Abe Odedina: Eye to Eye

29 November - 4 December 2016

Ed Cross Fine Art is pleased to announce EYE TO EYE, an exhibition with new paintings by Abe Odedina. This is the inaugural presentation of Odedina's work in association with Ed Cross Fine Art and curated by Katherine Finerty.

This exhibition hosts a community of figurative portraits. They invite us to relate directly to a single figure or couple on display and immediately put ourselves inside the frame - to look at ourselves, see within, and sense a 'looking-back': a moment of recognition. 'EYE to EYE acknowledges the role of the spectator in completing each work, each armed with their own unique point of view', the artists declares. This type of seeing 'eye to eye' is not just about looking, or agreeing, but rather about communicating and connecting.

 

Odedina describes himself as a folk artist and his practice is inspired by the rich figurative and oral traditions of African art, infused with a trace of magic realism. The legibility of his allegorical vernacular, warmly hailed as 'Brixton Baroque', is paramount. His work is operatic and mythical whilst intimate and accessible. Odedina references objects and symbols from a global glossary and activates them with timeless, relatable characters - magicians like Professor Peller, goddesses like Mami Wata and Pomba Gira, young passionate lovers - to engage us in a conversation filled with personal and universal references that summon a sense of camaraderie. 'The struggle is to reconcile bold imagery with ideas about ambiguity or indeterminacy. My intention is to arouse the imagination and heart of the viewer and to detonate ideas in another realm'.

 

Furthermore, Odedina is influenced by a diverse range of creators - Voodoo practitioners from Haiti, the Painters of the Sacred Heart, anonymous African craftsman - championing those who choose to be makers. His practice seeks to revive and deconstruct quintessential classical themes spanning from ancient Greek to Yoruba mythologies to create a charged dialogue between epochs, cultures, and peoples. The stories breaking through the surface of his paintings surpass physical borders.

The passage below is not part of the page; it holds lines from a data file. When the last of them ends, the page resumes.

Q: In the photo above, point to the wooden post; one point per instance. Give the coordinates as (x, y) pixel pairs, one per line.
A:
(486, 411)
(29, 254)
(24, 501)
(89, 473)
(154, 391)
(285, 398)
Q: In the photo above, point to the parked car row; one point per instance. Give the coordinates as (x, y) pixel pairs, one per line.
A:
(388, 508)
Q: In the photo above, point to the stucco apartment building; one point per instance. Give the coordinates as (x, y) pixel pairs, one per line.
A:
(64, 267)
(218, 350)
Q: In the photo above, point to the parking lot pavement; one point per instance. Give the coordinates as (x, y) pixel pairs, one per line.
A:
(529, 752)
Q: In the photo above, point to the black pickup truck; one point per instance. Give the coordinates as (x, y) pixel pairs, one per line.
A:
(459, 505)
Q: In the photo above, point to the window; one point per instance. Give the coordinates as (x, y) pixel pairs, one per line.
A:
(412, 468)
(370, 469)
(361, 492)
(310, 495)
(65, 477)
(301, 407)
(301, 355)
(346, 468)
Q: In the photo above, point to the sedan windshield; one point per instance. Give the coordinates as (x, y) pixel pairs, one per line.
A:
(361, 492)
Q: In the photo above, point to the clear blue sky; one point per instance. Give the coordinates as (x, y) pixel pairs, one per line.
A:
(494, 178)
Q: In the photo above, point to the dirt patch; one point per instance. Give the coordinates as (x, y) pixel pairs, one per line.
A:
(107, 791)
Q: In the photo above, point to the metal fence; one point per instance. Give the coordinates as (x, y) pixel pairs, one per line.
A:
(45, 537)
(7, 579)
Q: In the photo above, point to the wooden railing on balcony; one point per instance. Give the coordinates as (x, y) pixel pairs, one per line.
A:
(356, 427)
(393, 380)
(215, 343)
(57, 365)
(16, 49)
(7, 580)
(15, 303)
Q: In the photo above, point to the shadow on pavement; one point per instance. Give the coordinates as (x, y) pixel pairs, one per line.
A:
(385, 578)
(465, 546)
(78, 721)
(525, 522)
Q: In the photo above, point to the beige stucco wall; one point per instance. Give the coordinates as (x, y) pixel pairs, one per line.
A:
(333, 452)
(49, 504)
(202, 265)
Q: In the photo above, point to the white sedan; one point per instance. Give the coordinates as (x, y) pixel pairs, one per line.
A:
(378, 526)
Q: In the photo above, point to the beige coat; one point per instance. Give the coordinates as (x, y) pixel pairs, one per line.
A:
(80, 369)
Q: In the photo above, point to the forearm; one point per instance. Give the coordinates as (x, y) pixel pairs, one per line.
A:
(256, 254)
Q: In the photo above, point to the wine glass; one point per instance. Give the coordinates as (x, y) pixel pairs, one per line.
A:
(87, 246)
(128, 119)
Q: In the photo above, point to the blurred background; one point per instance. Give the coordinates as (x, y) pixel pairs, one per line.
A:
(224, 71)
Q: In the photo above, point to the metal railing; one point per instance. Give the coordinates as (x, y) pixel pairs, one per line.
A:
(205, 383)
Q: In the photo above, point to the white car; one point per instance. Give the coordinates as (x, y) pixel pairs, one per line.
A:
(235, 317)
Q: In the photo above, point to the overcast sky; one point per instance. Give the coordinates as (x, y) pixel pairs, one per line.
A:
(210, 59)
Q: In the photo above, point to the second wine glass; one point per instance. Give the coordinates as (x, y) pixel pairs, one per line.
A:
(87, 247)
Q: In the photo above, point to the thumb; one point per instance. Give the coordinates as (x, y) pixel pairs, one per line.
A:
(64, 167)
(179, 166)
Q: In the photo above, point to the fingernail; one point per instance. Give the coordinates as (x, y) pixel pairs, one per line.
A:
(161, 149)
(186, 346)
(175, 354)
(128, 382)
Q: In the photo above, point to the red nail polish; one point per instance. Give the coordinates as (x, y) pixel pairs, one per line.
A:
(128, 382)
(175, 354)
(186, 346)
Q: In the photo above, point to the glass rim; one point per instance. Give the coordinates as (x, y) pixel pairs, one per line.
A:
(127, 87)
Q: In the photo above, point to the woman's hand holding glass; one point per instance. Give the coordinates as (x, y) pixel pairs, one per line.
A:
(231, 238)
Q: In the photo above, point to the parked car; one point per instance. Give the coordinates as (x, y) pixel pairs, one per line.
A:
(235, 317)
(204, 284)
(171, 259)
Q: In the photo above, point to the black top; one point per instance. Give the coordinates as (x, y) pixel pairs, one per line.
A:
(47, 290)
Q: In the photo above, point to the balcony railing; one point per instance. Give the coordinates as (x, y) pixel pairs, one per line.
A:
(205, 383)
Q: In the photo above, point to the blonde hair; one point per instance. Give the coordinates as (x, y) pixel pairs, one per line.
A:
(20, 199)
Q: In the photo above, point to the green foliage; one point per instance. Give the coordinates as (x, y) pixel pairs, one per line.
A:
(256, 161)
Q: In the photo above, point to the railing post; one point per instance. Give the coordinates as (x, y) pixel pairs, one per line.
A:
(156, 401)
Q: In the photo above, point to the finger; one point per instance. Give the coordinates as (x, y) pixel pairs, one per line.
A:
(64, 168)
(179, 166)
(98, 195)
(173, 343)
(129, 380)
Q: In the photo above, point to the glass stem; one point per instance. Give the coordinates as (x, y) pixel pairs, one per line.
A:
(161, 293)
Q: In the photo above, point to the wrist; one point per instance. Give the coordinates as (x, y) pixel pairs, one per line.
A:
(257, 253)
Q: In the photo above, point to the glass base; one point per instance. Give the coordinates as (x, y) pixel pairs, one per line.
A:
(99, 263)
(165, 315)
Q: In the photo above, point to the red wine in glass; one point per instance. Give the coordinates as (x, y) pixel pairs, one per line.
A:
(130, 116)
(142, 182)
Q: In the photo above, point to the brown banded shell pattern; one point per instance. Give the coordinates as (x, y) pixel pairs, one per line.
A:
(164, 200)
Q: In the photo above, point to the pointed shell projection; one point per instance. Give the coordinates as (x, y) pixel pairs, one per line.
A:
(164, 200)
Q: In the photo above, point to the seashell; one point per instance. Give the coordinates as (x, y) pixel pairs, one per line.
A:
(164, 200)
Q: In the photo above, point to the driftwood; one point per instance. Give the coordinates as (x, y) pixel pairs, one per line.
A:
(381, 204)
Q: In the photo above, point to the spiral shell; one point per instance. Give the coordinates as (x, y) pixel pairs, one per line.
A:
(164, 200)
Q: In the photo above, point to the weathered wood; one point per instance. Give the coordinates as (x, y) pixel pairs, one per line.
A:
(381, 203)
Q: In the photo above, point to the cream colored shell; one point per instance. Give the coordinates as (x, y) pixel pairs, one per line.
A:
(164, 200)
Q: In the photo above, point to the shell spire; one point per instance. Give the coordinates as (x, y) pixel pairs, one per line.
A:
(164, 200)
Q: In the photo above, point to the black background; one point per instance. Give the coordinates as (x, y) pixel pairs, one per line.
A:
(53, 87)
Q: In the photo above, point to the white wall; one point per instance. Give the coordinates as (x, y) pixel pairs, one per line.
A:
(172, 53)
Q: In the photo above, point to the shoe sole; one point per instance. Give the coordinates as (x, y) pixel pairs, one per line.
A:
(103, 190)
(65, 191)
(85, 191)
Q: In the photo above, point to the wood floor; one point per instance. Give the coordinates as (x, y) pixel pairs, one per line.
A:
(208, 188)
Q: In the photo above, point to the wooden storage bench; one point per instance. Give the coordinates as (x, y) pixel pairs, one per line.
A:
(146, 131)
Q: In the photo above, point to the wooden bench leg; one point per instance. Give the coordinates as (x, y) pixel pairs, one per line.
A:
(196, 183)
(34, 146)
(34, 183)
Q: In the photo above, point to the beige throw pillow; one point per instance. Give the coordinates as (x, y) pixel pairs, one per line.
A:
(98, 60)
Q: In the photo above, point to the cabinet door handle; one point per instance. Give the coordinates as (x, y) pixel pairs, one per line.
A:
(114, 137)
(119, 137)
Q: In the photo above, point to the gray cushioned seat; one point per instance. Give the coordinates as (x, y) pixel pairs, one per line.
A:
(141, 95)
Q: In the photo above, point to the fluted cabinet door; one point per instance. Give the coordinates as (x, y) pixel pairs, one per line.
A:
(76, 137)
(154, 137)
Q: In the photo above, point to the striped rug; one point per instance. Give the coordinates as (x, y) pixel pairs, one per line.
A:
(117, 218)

They activate a uniquely contemporary conversation that oscillates between life and art, and in the folk tradition, life trumps art.

 

EYE TO EYE encourages all whom are present to engage in a world of human agency: the Eye of the painting looks directly, deeply, and invitingly into the Eye of the viewer - establishing a connection that enables us to see the world, objects, symbols, and ourselves that much more clearly and powerfully.